Then it happened: Dell dropped their hat into the ring, perhaps prompting what could become a rush of other PC manufacturers and distributors wishing to enter into OEM deals with various Linux distributions. Keep in mind that Dell is hardly doing anything new here. There have been a number of smaller companies that have worked within the Linux space for some time now. Generally referred to as distributors, their goal remains the same selling pre-installed Linux-based computers to their customers.
Entering a world where Microsoft rules the marketplace.
Is Dell, among others, dead serious about providing Linux computers to their customers over proprietary OS option? I have seen evidence that many multi-OS OEMs remain fearful of Microsoft's control in this area. Hence, the reluctance to dump the Windows OS entirely as a sales platform.
The reasoning behind this likely stems from the belief that Linux distributions such as Ubuntu are simply not 'user friendly' enough. Apparently those who claim that Linux is just not ready have forgotten that when selling PCs pre-installed, most of the perceived hassle has since been removed.
Between common misconceptions from users trying to run distributions on PCs built for Windows, and Microsoft throwing around non-publicly proven patent threats, it's understandable how many U.S.-based OEMs feel a bit uneasy. Some to the point of needing to keep their fingers 'in' the Windows OEM market, just to be safe.
Linux OEM companies can survive, even flourish.
As far as Im concerned, System76.com remains king here in the States. They've proven that a 'Linux only' approach is strong enough to stand on its own without needing to rely on Windows as a backup OS option to be pre-installed.
System76 has been able to establish itself as a real Linux distributor early on, as it sells both notebooks and desktop machines. Other great examples include Emperor Linux and Linux Certified, both of which have been doing this a lot longer than System76, though only with notebook-based Linux systems.
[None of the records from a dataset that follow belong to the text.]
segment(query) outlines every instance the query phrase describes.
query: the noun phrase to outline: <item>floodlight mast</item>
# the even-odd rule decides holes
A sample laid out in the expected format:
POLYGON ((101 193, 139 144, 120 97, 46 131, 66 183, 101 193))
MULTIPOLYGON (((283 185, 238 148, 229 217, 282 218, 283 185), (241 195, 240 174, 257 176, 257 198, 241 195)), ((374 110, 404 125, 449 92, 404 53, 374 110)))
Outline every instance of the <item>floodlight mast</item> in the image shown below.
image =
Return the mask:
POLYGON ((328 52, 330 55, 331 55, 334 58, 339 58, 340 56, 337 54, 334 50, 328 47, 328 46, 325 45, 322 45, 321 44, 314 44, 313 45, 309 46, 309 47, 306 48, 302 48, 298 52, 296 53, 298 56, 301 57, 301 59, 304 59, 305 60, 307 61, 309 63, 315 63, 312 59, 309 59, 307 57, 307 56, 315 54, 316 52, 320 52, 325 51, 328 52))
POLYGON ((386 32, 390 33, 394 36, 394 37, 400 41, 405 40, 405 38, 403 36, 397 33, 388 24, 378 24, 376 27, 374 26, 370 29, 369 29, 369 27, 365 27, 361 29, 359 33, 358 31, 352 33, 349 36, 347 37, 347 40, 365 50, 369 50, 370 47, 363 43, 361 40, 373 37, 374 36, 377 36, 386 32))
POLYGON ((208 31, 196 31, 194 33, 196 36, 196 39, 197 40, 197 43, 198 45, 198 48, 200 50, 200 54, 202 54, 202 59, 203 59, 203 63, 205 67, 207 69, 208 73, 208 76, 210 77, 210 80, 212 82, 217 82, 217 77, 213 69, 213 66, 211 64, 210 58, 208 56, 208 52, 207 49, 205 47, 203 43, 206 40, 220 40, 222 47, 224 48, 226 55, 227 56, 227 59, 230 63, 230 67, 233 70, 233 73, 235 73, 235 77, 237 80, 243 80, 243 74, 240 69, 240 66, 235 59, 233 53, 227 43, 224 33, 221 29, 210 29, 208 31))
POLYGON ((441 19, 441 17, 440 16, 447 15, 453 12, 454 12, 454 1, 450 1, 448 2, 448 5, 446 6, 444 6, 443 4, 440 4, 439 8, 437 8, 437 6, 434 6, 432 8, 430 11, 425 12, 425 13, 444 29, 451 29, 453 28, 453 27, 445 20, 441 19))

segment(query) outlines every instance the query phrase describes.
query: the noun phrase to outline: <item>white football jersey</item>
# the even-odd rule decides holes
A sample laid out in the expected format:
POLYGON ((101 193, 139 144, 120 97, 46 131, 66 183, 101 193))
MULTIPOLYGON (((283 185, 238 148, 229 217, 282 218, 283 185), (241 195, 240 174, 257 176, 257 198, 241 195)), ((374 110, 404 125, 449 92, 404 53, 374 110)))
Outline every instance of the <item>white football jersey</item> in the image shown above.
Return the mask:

Besides specializing in Linux-only systems, the best Linux OEMs go that extra mile in customer service, in addition to providing extra needed functionality. Especially when the distribution itself falls short in an area of hardware compatibility.
Custom kernels and driver installers.
System76 and Emperor Linux understand that their customers want a working PC, not a weekend project. This mindset of understanding is critical within the Linux OEM business.
Emperor Linux for example, uses its own custom Linux kernel on each of its offerings. Doing this allows less common hardware such as Evdo-based devices to work out of the box. No other Linux OEM that I am aware of provides this. And trust me when I say that no one other than a system admin or a Linux hobbyist is interested in getting devices like that to work on their own.
Another level of advanced functionality that Emperor Linux enables their users to enjoy is Tablet PC functionality, complete with handwriting recognition and a biometric fingerprint scanner. Again, I know of no other OEM that offers this on their notebook machines from within the Linux world. Emperor Linux provides enterprise level computing for the professional Linux user.
By contrast, System76 is more consumer-oriented with its notebooks and desktop computers. Like Emperor Linux, System76 provides functionality for hardware devices that are not natively supported by the distribution pre-installed on OEM machines. This provides a value-added perspective for the end user. Its also a fantastic selling point when trying to woo new customers into your marketing web. Remember, it's the job of the Linux OEM to simply make everything work out of the box, no excuses.